So he went on to the next town, and the 'Possum followed close after him. But when the Rabbit got to the townhouse he sent out the word that, as there had been peace so long that everybody was getting lazy, the council had ordered that there must be war at once and they must begin right in the townhouse. So they all began fighting, but the Rabbit made four great leaps and got away just as the Possum came in. Everybody jumped on the 'Possum, who had not thought of bringing his weapons on a wedding trip, and so could not defend himself. They had nearly beaten the life out of him when he fell over and pretended to be dead until he saw a good chance to jump up and get away. The 'Possum never got a wife, but he remembers the lesson, and ever since he shuts his eyes and pretends to be dead when the hunter has him in a close corner.

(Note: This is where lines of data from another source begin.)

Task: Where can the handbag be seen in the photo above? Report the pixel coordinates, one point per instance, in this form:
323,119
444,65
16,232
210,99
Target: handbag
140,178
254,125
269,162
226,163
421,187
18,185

(Myths of the Cherokee, by James Mooney.)
THE MINK, THE PIKE AND THE PICKEREL
ONCE a Mink was running along the bank of a river when he saw a Pickerel basking in the water close to the shore. He gaped at the Pickerel and licked his chops. "Oh, how I wish I could eat that one," he thought; but he hesitated to jump at it: "My, no, he's too big." So at last the Mink started off disappointed.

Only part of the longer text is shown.